Increased attention must be given to research that can address the most basic questions of how disease develops: what is the biomolecular pathway implicated in disease, and what genetic or environmental factors contribute to its progression? In addition to shaping our understanding of FCD, identification of these factors would be essential for the prevention and management of this condition.

In the clinical setting, patients with advanced FCD should be aware of both PK and DSEK as treatment options, with referral if needed to a surgeon who can perform the less invasive procedure. The triple procedure may be utilized in patients with both clinically significant FCD and cataract, with DSEK now adopted in a new form of this surgery. The further development of endothelial keratoplasty procedures, which now constitute 90% of corneal transplants in the USA [201], will offer new avenues for treatment in the future and the opportunity for improved surgical outcomes.

Five-year view

Although it has been 100 years since dystrophia epithelialis corneae was first described by Fuchs, the development of our understanding of disease has perhaps progressed most rapidly during the past decade. The completion of the Human Genome Project and its implications for genetic research, the emphasis on minimally invasive techniques and endothelial keratoplasty in corneal transplantation, and research collaboration on an increasingly international level have all contributed to a setting ripe for scientific and clinical advancement in the research and treatment of FCD over the next 5 years.

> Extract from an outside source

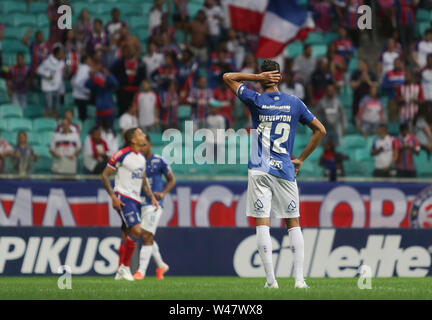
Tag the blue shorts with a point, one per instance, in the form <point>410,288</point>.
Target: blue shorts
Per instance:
<point>130,213</point>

The recent discovery of multiple chromosomal loci associated with FCD point to a perhaps yet unidentified, common pathway implicated in this condition. The further identification of related genes will allow us to understand this pathway in greater detail. Identification of phenotypic differences among various FCD genotypes may allow for more specific, accurate patient counseling in the future.

Further refinement of techniques in the transplantation of Descemet membrane and the corneal endothelium will allow for improved visual rehabilitation and a decreased rate of complications. As transplantation of corneal tissue occurs on a more selective scale, such as in the transition from DSEK to DMEK, methods of tissue delivery will be further refined to continue to improve surgical outcomes. Further research into the use of cultured endothelial cells to replace or repair the compromised endothelial layer in FCD would allow this technique to move from the laboratory closer to the bedside.

Key issues

• Fuchs’ corneal dystrophy (FCD) is a progressive hereditary disease first described by Ernst Fuchs in 1910.

• It is a common indication for corneal transplantation in North America and Europe.

• Patients often present with blurry morning vision and physical findings of guttae, corneal edema and, in late stages, epithelial bullae.

• Changes in the structure of Descemet membrane and increased susceptibility to oxidative damage contribute to decreased endothelial cell density and pump function.

• Family studies reveal multiple chromosomal loci associated with common FCD, with inheritance of two separate genotypes shown to result in earlier onset of disease.

• In addition to the common use of corneal pachymetry and specular imaging, the use of optical coherence tomography and retro-illumination photography offer new alternatives for documenting and following progression of FCD.

• Preventative measures have yet to be identified, while smoking has been demonstrated to increase risk of developing disease.

• Medical intervention is limited to reducing symptoms of edema, but definitive treatment requires surgery.

• Descemet stripping endothelial keratoplasty and other endothelial keratoplasties offer new alternatives to Penetrating keratoplasty in the surgical treatment of FCD.